7/27/13 General Assembly heads home

General Assembly heads home
Session ends with final push to pass flurry of bills
By Michael Biesecker The Associated Press The Times-News 7/27/13  
Reprinted with permission. 

   RALEIGH — North Carolina lawmakers headed home Friday after late-night and early-morning sessions that saw a final push to pass Republican-backed bills capping what all sides agree was one of the most transformational legislative sessions in state history.

   The House adjourned shortly before noon, after the Senate’s 2 a.m. adjournment.

   The last bills to win approval included a sweeping measure loosening environmental regulations, legislation allowing new restrictions on abortion providers and numerous changes to state elections laws that critics say are designed to help GOP lawmakers retain power.

   Items left on the table included an effort to speed up fracking for natural gas and a bill that Republican Gov. Pat McCrory wanted, to remake the state Department of Commerce as a public/private partnership focused on job creation.

   McCrory now has 30 days to either sign the bills on his desk or allow them to become law without his signature. At a media conference at the governor’s mansion after the adjournment, McCrory expressed concern about two bills he said may trigger his first vetoes — a measure requiring state employers to electronically verify the immigration status of those they hire and a bill requiring those applying for public assistance to first pass a drug test.

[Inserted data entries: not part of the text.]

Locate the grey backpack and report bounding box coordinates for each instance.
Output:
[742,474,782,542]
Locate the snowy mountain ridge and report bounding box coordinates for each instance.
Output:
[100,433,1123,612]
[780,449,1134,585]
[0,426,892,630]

   On the whole, however, McCrory said he is “very pleased” with the session, which he said accomplished 20 of the 22 objectives he laid out at the start of his term in January. He confirmed he would sign the voting changes into law, as well as the bill many see as a betrayal of his campaign pledge not to support additional restrictions on abortion providers.

   “We’ve had more reform in this state government in the last six months than this state has seen in the past 30 years,” McCrory said. “And now, more than ever, we need reform, because people in North Carolina are hurting and they continue to have a broken government we have to fix.”

   Democrats, environmental groups, voting rights advocates and many public educators all saw it differently.

   “We end this session knowing we did nothing to create jobs, we don’t have that prosperity,” said House Minority Leader Larry Hall, D-Durham. “We created a tax cut for the millionaires and raised the taxes on the least of these.”

   Republicans took control of the North Carolina Legislature in 2010 for the first time since Reconstruction and cemented full control of state government with the election of McCrory. That put them in prime position to implement a conservative platform focused on rewriting the tax code and rolling back government regulations they claim impeded prosperity.

   The GOP tax plan passed last week cuts taxes for corporations and reduces the state’s tiered personal income tax brackets into one flat 5.8 percent rate. Previously, high income earners paid the maximum 7.75 percent — meaning the biggest share of the new tax cuts go to the wealthy.

   Meanwhile, the $20.6 billion state budget that McCrory signed into law Friday included no cost-of-living raise for state employees, cut pay for teachers with graduate degrees, ended teacher tenure and included a measure that for the first time will allow taxpayer money to be used to pay tuition at private schools.

   The Legislature also passed measures that allow concealed handguns to be carried in bars, restaurants, parks and playgrounds. Armed volunteers will also be allowed into public schools as unpaid safety officers.